The idea that central banks might consider targeting nominal gross domestic product hit the headlines late last year after Mark Carney, the next governor of the Bank of England, mentioned it in a speech.
Since then Carney has downplayed suggestions he will take what many economists consider a radical step and other British policymakers have said the central bank should stick to its focus on inflation.
In a speech, Bean said the Bank of England was already flexible when it came to its 2 percent inflation target.
Disadvantages of the nominal GDP approach included frequent revisions to the data and the complication of explaining the policy which might make it less effective at keeping inflation expectations under control, he said.

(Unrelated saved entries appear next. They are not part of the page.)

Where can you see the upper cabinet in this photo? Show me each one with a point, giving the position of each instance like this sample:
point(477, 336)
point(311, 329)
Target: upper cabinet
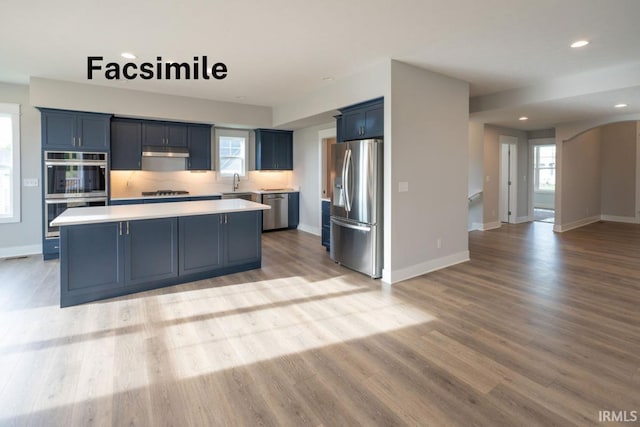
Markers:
point(274, 149)
point(73, 130)
point(361, 121)
point(128, 136)
point(126, 144)
point(199, 143)
point(163, 133)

He also said there were risks implicit in nominal income targeting because it would keep very loose monetary policy in place even after an economy recovered.
"It is essentially one way of trying to hardwire in a commitment to maintaining a policy that remains loose long after conditions have normalized in order to generate the expectation of temporarily higher inflation in the future," he said.
Bean said the Bank of England should be open to new ideas given the sluggishness of the economy and, on the other hand, the persistent overshoot of inflation above its target.
"Given these fears, I think it is sensible to review the framework to assess whether it is fit for purpose or can be materially improved, though the hurdle for change should be high," he said.
"But there is a danger of expecting too much from monetary policy," Bean added.